(a) Find a vector $V(x,y,z)$ normal to the surface
$$z=\sqrt{x^2+y^2}+(x^2+y^2)^{3/2}$$
at a general point $(x,y,z)$ of the surface, $(x,y,z)\neq (0,0,0)$.
(b) Find the cosine of the angle $\theta$ between $V(x,y,z)$ and the z-axis and determine the limit of $\operatorname{cos}\theta$ as $(x,y,z)\to (0,0,0)$.
The answer for these are (a) $(1+3x^2+3y^2)(x\mathbf{i} +y\mathbf{j})-(x^2+y^2)^{1/2}\mathbf{k}$ or any scalar multiple thereof.
(b) $\operatorname{cos}\theta =-[1+(1+3x^2+3y^2)^2]^{-1/2}$; $cos\theta \to -\frac{1}{2}\sqrt{2}$ as $(x,y,z)\to (0,0,0)$.
First I don't see how the answer for (a) turns out to be as such. My idea is to set the equation of the surface to be $f(x,y,z)=\sqrt{x^2+y^2}+(x^2+y^2)^{3/2}-z=0$, and get the gradient of $f$, which should be normal to the surface, however, this does not match the one given in the answer.
Also, taking the answer for (a) as given, I tried to find the cosine of $\theta$ by the equation $cos\theta=\frac{a\dot b}{|a||b|}$, however, this turns out to be \frac{-(x^2+y^2)^{1/2}}{[1+(1+3x^2+3y^2)^2]^{-1/2}, which is again not the answer.
I would greatly appreciate it if anyone could explain what's wrong about my answers and how I can get the right ones.

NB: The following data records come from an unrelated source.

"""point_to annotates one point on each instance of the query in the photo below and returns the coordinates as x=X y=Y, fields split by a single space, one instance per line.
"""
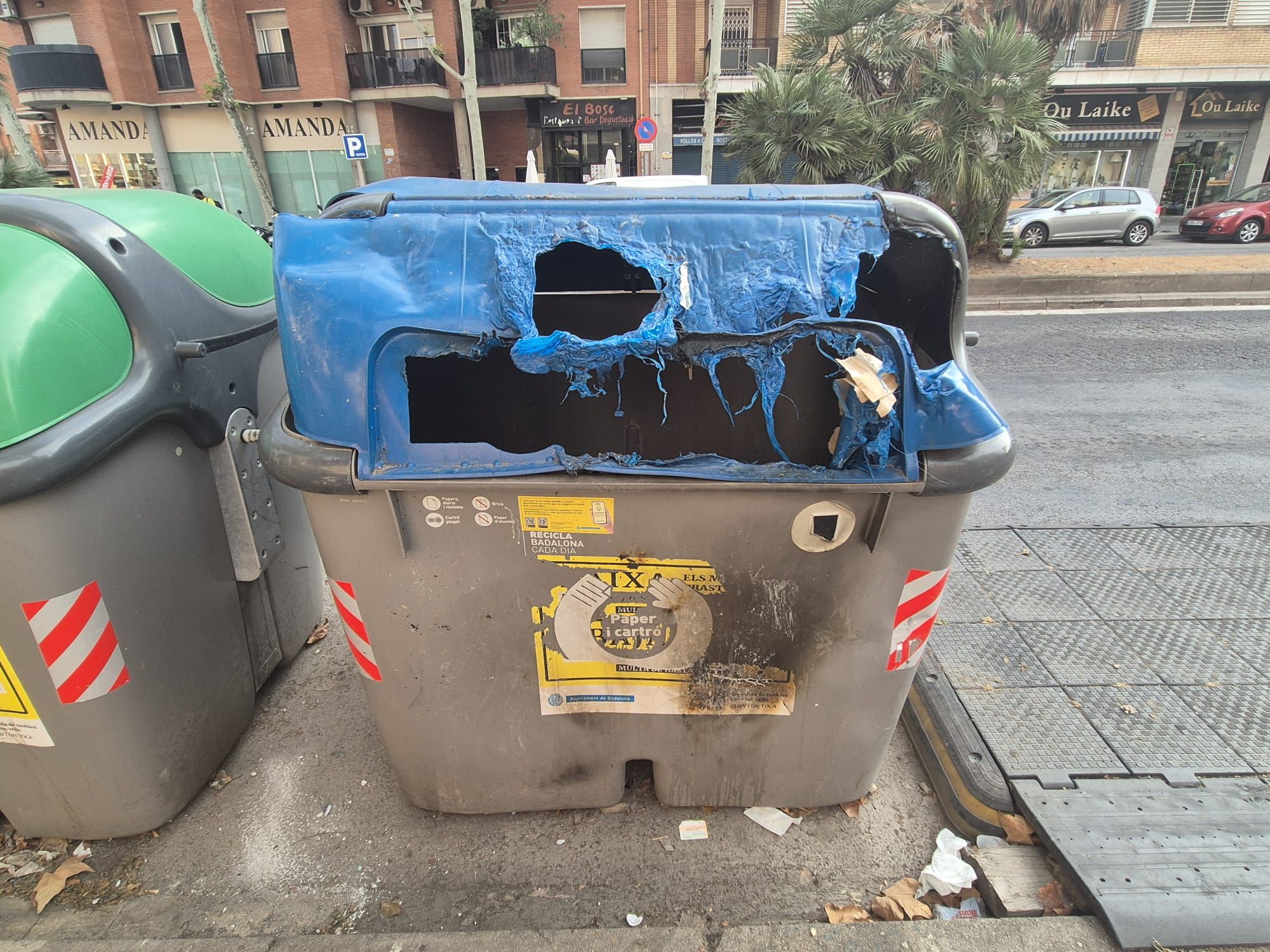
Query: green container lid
x=213 y=248
x=67 y=341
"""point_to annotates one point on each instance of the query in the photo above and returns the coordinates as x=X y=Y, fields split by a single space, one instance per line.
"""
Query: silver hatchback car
x=1086 y=215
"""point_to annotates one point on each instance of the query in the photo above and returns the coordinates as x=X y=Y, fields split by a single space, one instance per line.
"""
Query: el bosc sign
x=1225 y=103
x=1104 y=109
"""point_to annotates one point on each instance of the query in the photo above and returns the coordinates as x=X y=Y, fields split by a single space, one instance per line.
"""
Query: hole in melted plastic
x=528 y=413
x=591 y=293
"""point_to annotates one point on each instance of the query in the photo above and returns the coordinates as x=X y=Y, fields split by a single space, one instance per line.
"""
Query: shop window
x=130 y=169
x=603 y=35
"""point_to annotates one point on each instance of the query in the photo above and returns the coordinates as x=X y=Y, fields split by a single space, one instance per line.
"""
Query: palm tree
x=17 y=175
x=981 y=125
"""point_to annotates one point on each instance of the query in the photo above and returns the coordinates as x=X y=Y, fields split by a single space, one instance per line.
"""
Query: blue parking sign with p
x=355 y=147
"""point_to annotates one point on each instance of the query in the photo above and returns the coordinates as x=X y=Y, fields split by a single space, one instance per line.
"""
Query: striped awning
x=1107 y=135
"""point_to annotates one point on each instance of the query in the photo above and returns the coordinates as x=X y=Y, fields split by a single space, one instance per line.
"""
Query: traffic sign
x=355 y=148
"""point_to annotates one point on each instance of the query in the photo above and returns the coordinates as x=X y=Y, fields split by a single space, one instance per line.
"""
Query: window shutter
x=53 y=30
x=603 y=29
x=793 y=11
x=275 y=20
x=1252 y=13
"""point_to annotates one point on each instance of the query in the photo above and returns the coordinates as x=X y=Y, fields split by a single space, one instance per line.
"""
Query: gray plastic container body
x=116 y=511
x=144 y=525
x=451 y=596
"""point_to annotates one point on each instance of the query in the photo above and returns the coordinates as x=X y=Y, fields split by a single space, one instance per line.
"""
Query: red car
x=1241 y=218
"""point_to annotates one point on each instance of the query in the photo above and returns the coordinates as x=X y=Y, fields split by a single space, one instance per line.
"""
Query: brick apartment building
x=123 y=86
x=1170 y=95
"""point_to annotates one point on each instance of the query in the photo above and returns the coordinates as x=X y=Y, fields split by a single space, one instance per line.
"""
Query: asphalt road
x=1164 y=244
x=1130 y=418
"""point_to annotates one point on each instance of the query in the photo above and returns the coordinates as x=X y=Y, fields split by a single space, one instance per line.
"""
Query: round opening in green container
x=67 y=341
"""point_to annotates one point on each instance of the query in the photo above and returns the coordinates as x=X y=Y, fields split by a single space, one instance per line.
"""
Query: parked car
x=1086 y=215
x=1241 y=218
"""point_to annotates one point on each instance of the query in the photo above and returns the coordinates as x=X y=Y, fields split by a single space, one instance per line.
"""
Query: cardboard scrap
x=53 y=884
x=872 y=388
x=772 y=819
x=1018 y=831
x=900 y=902
x=845 y=915
x=1053 y=901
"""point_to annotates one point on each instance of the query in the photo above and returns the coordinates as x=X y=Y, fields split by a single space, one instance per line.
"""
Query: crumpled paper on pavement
x=948 y=873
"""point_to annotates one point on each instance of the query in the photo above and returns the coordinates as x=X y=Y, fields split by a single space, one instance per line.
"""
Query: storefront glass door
x=572 y=154
x=1200 y=173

Well, I have tried doing (b) for you but I am totally lost in the massive algebraic fuster cluck involved. However, for (a), I assume when you took the gradient of $$ f(x,y,z)=\sqrt{x^2+y^2}+(x^2+y^2)^{3/2}-z, $$ you got $$ \nabla f=[x(x^2+y^2)^{-1/2}+3x(x^2+y^2)^{1/2}]\vec{i}+[y(x^2+y^2)^{-1/2}+3y(x^2+y^2)^{1/2}]\vec{j}-\vec{k}. $$
You only need to multiply this vector field with $(x^2+y^2)^{1/2}$, and perform some basic algebraic manipulations and you'll get the supposed answer.